とくに島国の日本は、地理や境界線に関する興味が薄いそうだ。ヨーロッパやアメリカ大陸、中国、ソ連共和国、隣国と陸続きで国境線が何度も書き換えられてきたような大地に住んでいるかどうかで、国民性が大きく変わってくるのは当然だけれど、意識しなくても平和に生きていられる国に私たちは住んでいる。おおよそ説明を聞き終わると、セジは首筋をぼりぼり搔きながら言った。
「やっぱよくわかんねえけど、すんげえ長い航海をして、その大体一万キロ? が過ぎると、つばめを一羽彫ったってこと? それが四羽になると地球一周したって意味?」
「うん、合ってると思う」
「北海道からここまでどんくらい?」
「東京・大阪間で四〇〇キロだから……千キロくらいかな? でも北海道はすごく広いし。北海道のどの辺りかでまだ何百キロも変わってくると思うけど……どうして?」
「じっちゃんち、足寄ってとこなんだけど知ってる?」
「あしょろ?」
伯父さんの家に預けられる前にいた場所のことだ。心の準備をする間もなく、セジはするすると話し始めた。

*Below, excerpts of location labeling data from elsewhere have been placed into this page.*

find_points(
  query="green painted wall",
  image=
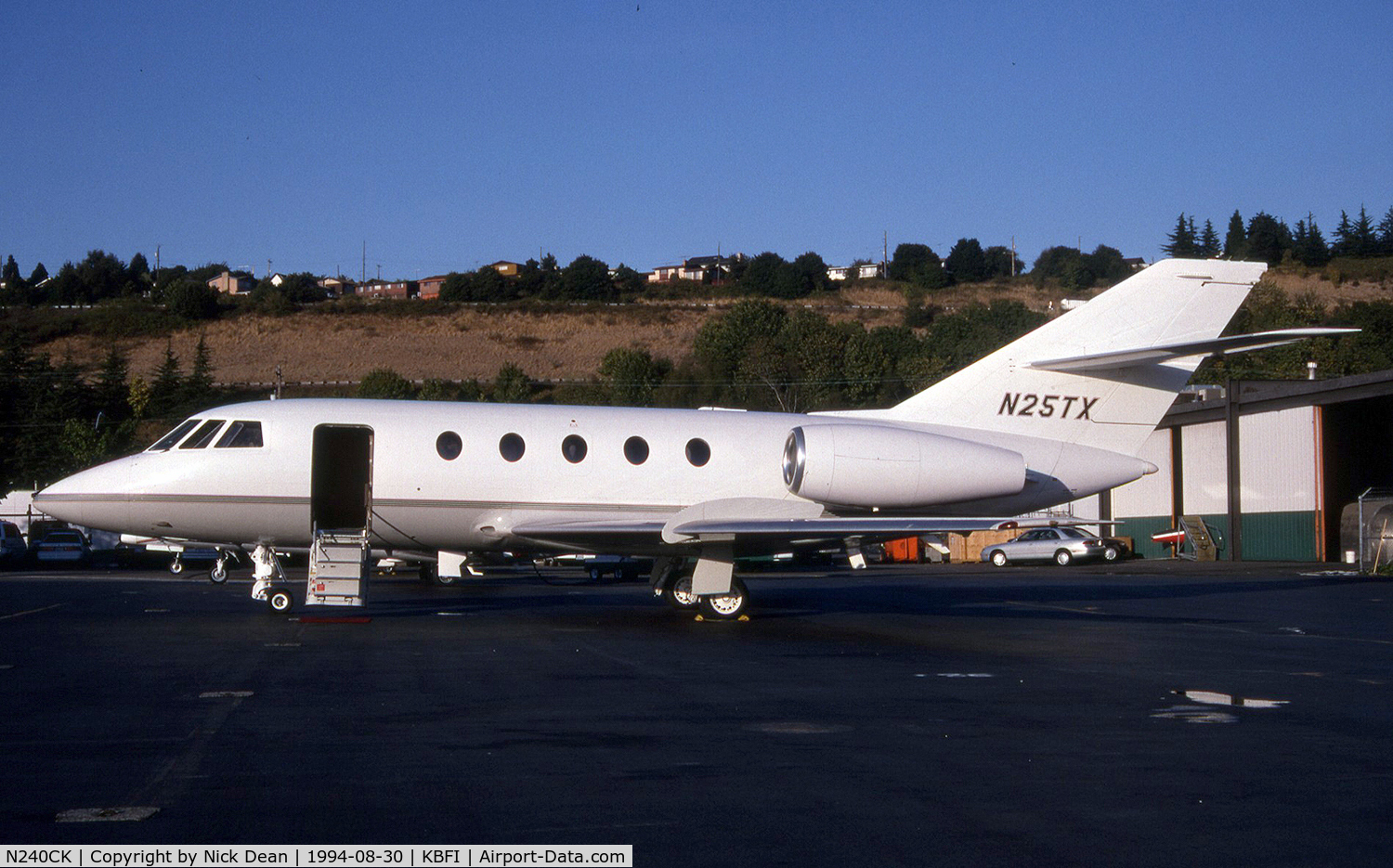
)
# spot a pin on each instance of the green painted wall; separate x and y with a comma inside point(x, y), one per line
point(1265, 536)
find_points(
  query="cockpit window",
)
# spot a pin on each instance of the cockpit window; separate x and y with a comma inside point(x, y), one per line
point(175, 436)
point(240, 435)
point(203, 435)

「うん、足寄。北海道ね、ふき畑と森ばっかでなんもねえとこだったよ。夏でもさみいし、真っ暗で怖えし、でも楽しかったな。オンネトーっていう沼があんだけど冬はそれが全部凍るんだ。氷の中にでっかい泡みたいな玉ができるんだけど、それ飽きずに探してたな。すげえよ、凍ってても氷の表面をこうやって手で溶かしていくと青って言うか、緑っていうか、苔みたいな色が見えてきて。あの色なんていうんだろうな。やばいくらいきれいなんだ。でもなんかすげえ怖くて、でも平気な気もして、このまま一緒に凍ってもいいやって……まんまそこで寝てたらじっちゃんがきて顔張られたな。ああ、見せてえな……。おれ、色の名前とかも全然わかんないから、なんかこう、めっちゃむずむずする」
「もどかしい……?」
「イライラする、そのもどかしいってのもあんまわかんねえ。顕花サンはなんでもいっぱい知ってっじゃん。どやって覚えたの?」
セジはそういって、文机の上で口を開けている香炉を撫でた。何か答えた方がいいだろうかと迷ったけれど、何も求められていない気がして、私は黙って彼の手元を見つめた。

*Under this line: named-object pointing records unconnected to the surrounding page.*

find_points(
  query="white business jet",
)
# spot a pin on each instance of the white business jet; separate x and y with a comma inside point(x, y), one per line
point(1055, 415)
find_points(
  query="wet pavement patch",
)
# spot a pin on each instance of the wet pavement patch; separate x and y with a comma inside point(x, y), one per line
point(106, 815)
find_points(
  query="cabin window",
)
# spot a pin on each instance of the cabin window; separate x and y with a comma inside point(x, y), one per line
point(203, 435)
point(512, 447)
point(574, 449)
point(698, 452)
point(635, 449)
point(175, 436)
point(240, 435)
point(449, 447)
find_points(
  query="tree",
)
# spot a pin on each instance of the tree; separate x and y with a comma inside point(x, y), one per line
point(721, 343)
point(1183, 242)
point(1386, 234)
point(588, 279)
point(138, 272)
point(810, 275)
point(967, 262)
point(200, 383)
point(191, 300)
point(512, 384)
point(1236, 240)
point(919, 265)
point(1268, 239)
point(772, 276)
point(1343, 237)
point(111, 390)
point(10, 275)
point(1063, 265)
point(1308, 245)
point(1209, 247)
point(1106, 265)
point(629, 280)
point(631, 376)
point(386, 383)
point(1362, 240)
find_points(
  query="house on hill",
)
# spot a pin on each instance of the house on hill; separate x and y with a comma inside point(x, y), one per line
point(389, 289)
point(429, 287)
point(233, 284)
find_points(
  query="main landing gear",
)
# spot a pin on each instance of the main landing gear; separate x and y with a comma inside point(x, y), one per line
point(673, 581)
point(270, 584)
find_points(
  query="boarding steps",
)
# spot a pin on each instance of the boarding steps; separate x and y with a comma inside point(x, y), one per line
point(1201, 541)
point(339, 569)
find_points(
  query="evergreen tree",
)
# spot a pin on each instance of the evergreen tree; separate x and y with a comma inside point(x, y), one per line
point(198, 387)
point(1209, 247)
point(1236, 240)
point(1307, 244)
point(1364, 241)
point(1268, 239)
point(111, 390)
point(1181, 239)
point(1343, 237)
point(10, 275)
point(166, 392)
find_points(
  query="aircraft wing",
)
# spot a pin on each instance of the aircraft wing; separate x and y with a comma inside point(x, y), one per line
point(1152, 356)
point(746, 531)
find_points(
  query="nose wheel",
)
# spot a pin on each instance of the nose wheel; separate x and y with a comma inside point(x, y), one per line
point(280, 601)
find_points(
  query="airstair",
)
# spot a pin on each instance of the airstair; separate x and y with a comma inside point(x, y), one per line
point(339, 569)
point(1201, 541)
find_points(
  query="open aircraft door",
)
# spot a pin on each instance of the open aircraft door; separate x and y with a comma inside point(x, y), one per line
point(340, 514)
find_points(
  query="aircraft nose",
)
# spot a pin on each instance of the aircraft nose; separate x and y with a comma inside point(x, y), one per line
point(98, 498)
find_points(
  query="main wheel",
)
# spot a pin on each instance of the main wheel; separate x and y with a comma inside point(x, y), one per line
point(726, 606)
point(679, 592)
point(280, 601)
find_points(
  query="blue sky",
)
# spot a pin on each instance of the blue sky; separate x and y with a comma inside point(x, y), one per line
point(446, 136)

「ちょっとこいつに似てるけど、色、でもたぶんもっと濃いな」
「何も入れないの?」
「ん……ここに何入れたらいいか思いつかねえ。オーちゃんはぴったりだって、なんかそう思ったんだけどな」
「そのうち見つかるよ。急ぐことない」
「でもそっかあ、あれでたったの千キロなんかあ……つばめってすっげえな。――おれ、こっちくるときフェリーとバス数えらんねえくらい乗り継いだんだけど、結局三日かかったんだよね。フェリーは雑魚部屋で酔うし吐くし寒いしやべえ奴いたし。体も痛えし」
空々しく聞こえないだろうかと慮りながら、「大変だったね」と口にすると、セジは懐かしそうに笑った。
「へっちゃらへっちゃら。屋根あったし、おにぎりくれるおばあちゃんとかもいたし」
渡り鳥は必要な場所を探して何千キロも飛び続ける。誰かに教わらなくとも、自然界の動物は行く道を知っている。人間が進化の過程でビタミンCを体内合成できなくなったように、道具を持った私たちは本来必要だった能力を敢えて切り捨ててきている。その道具を失ったとき、私たちは単体ではきっと生きていけない。
「なあんで、つばめは道に迷わねえんだろうなあ」
すげえすげえと繰り返しながら、セジは足裏を合わせた胡坐で、膝をぱたぱたと翼のように揺らした。